Once a ClaimableBalanceEntry has been claimed, it is deleted.
Operations
Create Claimable Balance
For basic parameters, see the Create Claimable Balance entry in our List of Operations section.
Additional parameters
Claim_Predicate_
Claimant — an object that holds both the destination account that can claim the ClaimableBalanceEntry and a ClaimPredicate that must evaluate to true for the claim to succeed.
A ClaimPredicate is a recursive data structure that can be used to construct complex conditionals using different ClaimPredicateTypes. Below are some examples with the Claim_Predicate_
prefix removed for readability.
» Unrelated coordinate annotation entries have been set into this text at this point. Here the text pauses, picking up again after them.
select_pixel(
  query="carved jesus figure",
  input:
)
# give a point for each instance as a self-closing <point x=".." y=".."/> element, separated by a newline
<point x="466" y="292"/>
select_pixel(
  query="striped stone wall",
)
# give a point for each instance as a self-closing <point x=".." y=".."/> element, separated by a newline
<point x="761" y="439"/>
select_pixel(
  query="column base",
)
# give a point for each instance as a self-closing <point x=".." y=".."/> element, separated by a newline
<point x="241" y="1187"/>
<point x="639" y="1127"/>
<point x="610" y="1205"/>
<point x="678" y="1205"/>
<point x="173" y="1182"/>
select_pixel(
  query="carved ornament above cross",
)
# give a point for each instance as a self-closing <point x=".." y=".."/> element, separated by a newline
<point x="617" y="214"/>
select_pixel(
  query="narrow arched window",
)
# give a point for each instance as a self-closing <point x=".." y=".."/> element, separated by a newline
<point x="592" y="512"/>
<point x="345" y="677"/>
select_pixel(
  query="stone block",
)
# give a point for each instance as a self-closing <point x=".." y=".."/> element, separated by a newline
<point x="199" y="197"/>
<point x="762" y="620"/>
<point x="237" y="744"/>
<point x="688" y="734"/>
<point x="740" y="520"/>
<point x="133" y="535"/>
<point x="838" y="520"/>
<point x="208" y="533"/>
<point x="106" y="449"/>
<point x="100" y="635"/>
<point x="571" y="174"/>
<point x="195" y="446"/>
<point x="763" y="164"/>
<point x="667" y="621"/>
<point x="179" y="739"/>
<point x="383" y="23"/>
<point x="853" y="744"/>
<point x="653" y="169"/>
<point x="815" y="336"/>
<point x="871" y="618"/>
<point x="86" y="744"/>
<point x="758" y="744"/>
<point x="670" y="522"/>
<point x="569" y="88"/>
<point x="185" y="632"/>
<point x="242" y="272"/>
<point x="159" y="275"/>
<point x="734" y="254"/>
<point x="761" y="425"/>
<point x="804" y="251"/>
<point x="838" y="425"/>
Note that the SDKs expect the Unix timestamps to be expressed in seconds.
- Can claim at any time -
UNCONDITIONAL
- Can claim if the close time of the ledger, including the claim is before X seconds + the ledger close time in which the ClaimableBalanceEntry was created -
BEFORE_RELATIVE_TIME(X)
- Can claim if the close time of the ledger including the claim is before X (Unix timestamp) -
BEFORE_ABSOLUTE_TIME(X)
- Can claim if the close time of the ledger, including the claim is at or after X seconds + the ledger close time in which the ClaimableBalanceEntry was created -
NOT(BEFORE_RELATIVE_TIME(X))
- Can claim if the close time of the ledger, including the claim is at or after X (Unix timestamp) -
NOT(BEFORE_ABSOLUTE_TIME(X))
- Can claim between X and Y Unix timestamps (given X < Y) -
AND(NOT(BEFORE_ABSOLUTE_TIME(X))
,BEFORE_ABSOLUTE_TIME(Y))
- Can claim outside X and Y Unix timestamps (given X < Y) -
OR(BEFORE_ABSOLUTE_TIME(X)
,NOT(BEFORE_ABSOLUTE_TIME(Y))
ClaimableBalanceID
ClaimableBalanceID is a union with one possible type (CLAIMABLE_BALANCE_ID_TYPE_V0
). It contains an SHA-256 hash of the OperationID for Claimable Balances.
A successful Create Claimable Balance operation will return a Balance ID, which is required when claiming the ClaimableBalanceEntry with the Claim Claimable Balance operation.
Claim Claimable Balance
For basic parameters, see the Claim Claimable Balance entry in our List of Operations section.
This operation will load the ClaimableBalanceEntry that corresponds to the Balance ID and then search for the source account of this operation in the list of claimants on the entry. If a match on the claimant is found, and the ClaimPredicate evaluates to true, then the ClaimableBalanceEntry can be claimed. The balance on the entry will be moved to the source account if there are no limit or trustline issues (for non-native assets), meaning the claimant must establish a trustline to the asset before claiming it.
Clawback Claimable Balance
This operation claws back a claimable balance, returning the asset to the issuer account, burning it. You must claw back the entire claimable balance, not just part of it. Once a claimable balance has been claimed, use the regular clawback operation to claw it back.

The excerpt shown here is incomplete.